V4-Pro correctly parses format constraints, design requirements, and output specs when they’re written out explicitly. If your Skill instructions are precise — specific about output format, visual style, tech stack — it largely delivers.
Where the gap shows: implicit conventions. The frontend-design Skill has a set of “this goes without saying for any web component” assumptions that Claude Sonnet respects automatically. V4-Pro needs those assumptions made explicit. It’s not a blocker, but it’s a cost.
What this means for developers: If your workflow depends on finely-tuned Skills with implicit context, V4-Pro is a migration with real friction — not a zero-config swap. If your tasks are well-scoped and your instructions are explicit, the 50× price difference is worth a serious evaluation.
Tools like SuperPower (which handles complex agentic workflows including cross-border e-commerce ERP) have also completed V4 integration testing with aligned results. For agent tasks with well-defined business logic, the connective infrastructure is production-ready.
The conclusion is practical: V4 is a viable domestic alternative for structured, explicit workflows. It’s not yet a seamless replacement for Claude in contexts where the model is expected to infer from convention.
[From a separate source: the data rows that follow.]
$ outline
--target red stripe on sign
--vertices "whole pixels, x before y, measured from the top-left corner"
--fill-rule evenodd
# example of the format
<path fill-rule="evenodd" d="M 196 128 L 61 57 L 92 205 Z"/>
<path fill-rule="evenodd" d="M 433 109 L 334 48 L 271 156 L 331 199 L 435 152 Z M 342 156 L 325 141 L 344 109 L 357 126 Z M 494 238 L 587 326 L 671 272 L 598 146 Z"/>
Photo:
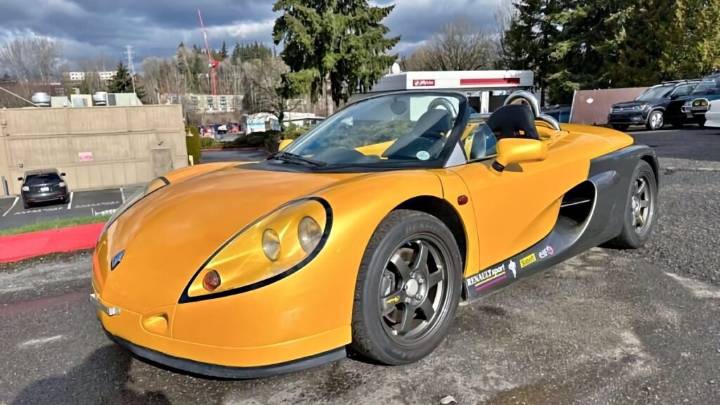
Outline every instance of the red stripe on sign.
<path fill-rule="evenodd" d="M 507 79 L 461 79 L 460 86 L 478 86 L 487 84 L 520 84 L 519 77 Z"/>

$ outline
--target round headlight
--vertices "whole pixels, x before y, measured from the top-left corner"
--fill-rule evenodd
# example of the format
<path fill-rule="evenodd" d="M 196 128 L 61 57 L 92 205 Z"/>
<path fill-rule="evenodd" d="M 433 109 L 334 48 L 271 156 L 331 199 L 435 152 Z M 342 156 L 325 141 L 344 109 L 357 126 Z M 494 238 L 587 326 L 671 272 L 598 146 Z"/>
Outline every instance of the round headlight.
<path fill-rule="evenodd" d="M 305 217 L 300 220 L 300 223 L 297 226 L 297 237 L 300 241 L 300 247 L 305 253 L 310 254 L 318 247 L 318 244 L 323 238 L 323 230 L 315 220 Z"/>
<path fill-rule="evenodd" d="M 266 229 L 263 233 L 263 252 L 273 262 L 280 257 L 280 237 L 272 229 Z"/>
<path fill-rule="evenodd" d="M 207 272 L 202 279 L 202 287 L 208 291 L 215 291 L 220 286 L 220 275 L 215 270 Z"/>

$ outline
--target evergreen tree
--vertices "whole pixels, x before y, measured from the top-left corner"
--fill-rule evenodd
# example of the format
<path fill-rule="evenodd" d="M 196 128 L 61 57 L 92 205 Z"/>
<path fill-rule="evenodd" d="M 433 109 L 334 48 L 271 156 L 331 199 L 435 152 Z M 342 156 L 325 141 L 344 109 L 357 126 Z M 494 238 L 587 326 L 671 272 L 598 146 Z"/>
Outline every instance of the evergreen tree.
<path fill-rule="evenodd" d="M 278 0 L 282 12 L 273 30 L 275 44 L 291 72 L 283 76 L 286 94 L 309 92 L 313 102 L 329 81 L 336 105 L 356 91 L 366 92 L 397 60 L 386 53 L 400 37 L 386 38 L 381 22 L 394 6 L 372 6 L 366 0 Z"/>

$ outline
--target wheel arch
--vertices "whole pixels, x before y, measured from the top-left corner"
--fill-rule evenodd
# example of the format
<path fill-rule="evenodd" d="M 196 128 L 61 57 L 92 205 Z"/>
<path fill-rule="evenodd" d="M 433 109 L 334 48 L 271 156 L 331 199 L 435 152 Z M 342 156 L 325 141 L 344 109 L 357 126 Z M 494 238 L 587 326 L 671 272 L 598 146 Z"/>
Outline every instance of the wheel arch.
<path fill-rule="evenodd" d="M 438 197 L 421 195 L 407 200 L 392 209 L 393 211 L 397 210 L 420 211 L 441 221 L 455 237 L 455 242 L 460 250 L 461 270 L 464 270 L 467 261 L 467 233 L 462 218 L 450 202 Z"/>

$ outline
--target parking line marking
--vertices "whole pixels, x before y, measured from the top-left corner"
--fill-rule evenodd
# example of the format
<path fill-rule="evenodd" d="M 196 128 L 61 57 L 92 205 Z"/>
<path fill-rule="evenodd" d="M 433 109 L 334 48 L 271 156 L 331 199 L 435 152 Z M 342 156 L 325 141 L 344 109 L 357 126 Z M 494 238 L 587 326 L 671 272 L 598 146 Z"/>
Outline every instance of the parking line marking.
<path fill-rule="evenodd" d="M 9 213 L 10 211 L 12 211 L 12 209 L 15 208 L 15 205 L 17 204 L 17 200 L 19 200 L 19 199 L 20 199 L 19 197 L 15 197 L 15 200 L 12 202 L 12 205 L 10 205 L 10 208 L 8 208 L 8 210 L 6 211 L 5 211 L 5 213 L 3 214 L 2 216 L 6 215 L 8 213 Z"/>

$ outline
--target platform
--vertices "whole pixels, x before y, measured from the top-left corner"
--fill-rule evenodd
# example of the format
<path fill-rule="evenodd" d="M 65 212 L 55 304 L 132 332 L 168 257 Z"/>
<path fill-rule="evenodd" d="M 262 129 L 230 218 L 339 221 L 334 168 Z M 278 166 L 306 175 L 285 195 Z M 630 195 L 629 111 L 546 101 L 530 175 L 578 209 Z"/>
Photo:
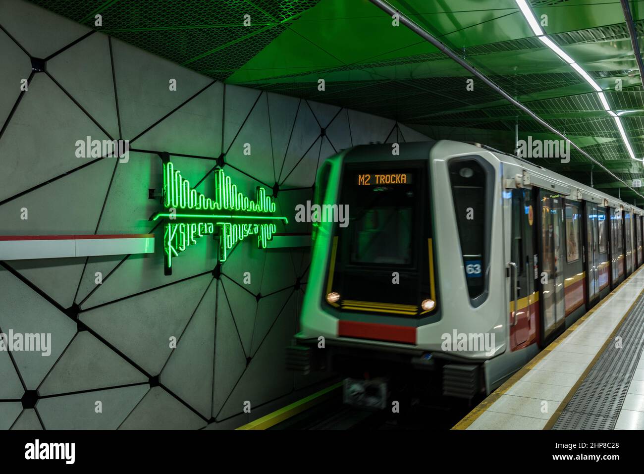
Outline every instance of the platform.
<path fill-rule="evenodd" d="M 644 430 L 643 270 L 453 429 Z"/>

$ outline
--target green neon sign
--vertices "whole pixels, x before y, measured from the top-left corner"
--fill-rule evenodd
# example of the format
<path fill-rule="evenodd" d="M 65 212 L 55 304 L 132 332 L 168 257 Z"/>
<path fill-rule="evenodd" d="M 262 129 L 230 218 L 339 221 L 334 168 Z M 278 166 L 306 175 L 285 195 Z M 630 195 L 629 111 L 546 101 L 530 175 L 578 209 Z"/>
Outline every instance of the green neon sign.
<path fill-rule="evenodd" d="M 267 221 L 289 222 L 285 217 L 272 215 L 275 202 L 264 188 L 258 186 L 255 199 L 251 200 L 238 191 L 223 169 L 215 172 L 214 189 L 214 197 L 207 197 L 193 189 L 172 163 L 164 163 L 163 205 L 169 212 L 157 213 L 152 220 L 166 220 L 164 252 L 167 269 L 171 269 L 173 260 L 196 243 L 196 239 L 212 235 L 217 229 L 220 231 L 219 260 L 223 262 L 230 251 L 249 236 L 256 236 L 258 247 L 265 249 L 277 231 L 275 222 Z M 227 212 L 213 212 L 222 211 Z"/>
The Part That Deserves Credit
DeepSeek’s announcement explicitly acknowledges that its chain-of-thought reasoning still trails the strongest closed-source models.
In this industry, saying “we’re not there yet” takes a kind of deliberate restraint. That same restraint makes every other number in the report more credible.
Not seduced by praise. Not deterred by slander.
Based on the engineering, they mean it.